How to prove P=(-1)^L, c=(-1)^{L+S} for q \bar q

[BuckeyePhysicist]

How to prove

$P=(-1)^L$, 
$C=(-1)^{L+S}$

for

$q \bar q$

?

And $P=?$, $C=?$ for tetraquarks

$[(q_1 q_2)_{S_1}(\bar q_1 \bar q_2)_{S_2}$

?

 

[marlon]

Err, a bit more info please...

marlon

 

[Meir Achuz]

How to prove

$P=(-1)^L$, 
$C=(-1)^{L+S}$

for

$q \bar q$

?
?

P=(-1)^L for two particles. The relative parity of a fermion and its antiparticle is negative. So P=(-1)^(L+1) for q-qbar.
e.g., the spin zero pion has negative parity.

 

[Meir Achuz]

C=(-1)^(L+S) is correct for spin 1/2 fermion-antifermion.
e.g., the pi0 has C=+1.
To get the C eigenvalue, you have to reverse the spatial positions (-1)^L,
and the spin positions, which gives (-1)^(S+1) in adding 1/2+1/2=S.
There is another factor of (-1) when two fermiions are exchanged.

 

[Meir Achuz]

For tetraquarks, P=(-1)^(L1+L2+L3), because there are three internal orbital angular momenta. C depends on how you couple the quarks and antiquarks. Of course, C only applies to a neutral particle.
C is simpler when you first couple q to qbar.
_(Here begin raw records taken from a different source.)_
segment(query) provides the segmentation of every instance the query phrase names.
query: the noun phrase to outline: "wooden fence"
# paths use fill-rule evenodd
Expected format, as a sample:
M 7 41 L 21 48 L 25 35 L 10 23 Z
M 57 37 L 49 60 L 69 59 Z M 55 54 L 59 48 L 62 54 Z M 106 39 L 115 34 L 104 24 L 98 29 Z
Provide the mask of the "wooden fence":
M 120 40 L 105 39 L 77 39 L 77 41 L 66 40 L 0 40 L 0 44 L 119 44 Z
Then C for each pair is as above.

 

[BuckeyePhysicist]

What if I couple q_1 q_2 first with total angular momentum quantum number: J_1, and couple \bar q_1 and \bar q_2 together with J_2. And at last couple the diquark with the anti-diquark[or di-antiquark] with orbital momentum L. What I get for C for this tetraquark?

Is it (-1)^2 * (-1)^{J_1+1}* (-1)^{J_2+1} * (-1)^{L} ?

 

[Meir Achuz]

Coupling q-qbar first is simpler and more reasonable (since the q-qbar attraction is greater).
Your formula for C is wrong.
For your coupling C=(-1)^L, and you need the internal J,L,S to be the same for each diquark to have an eigenstate of C.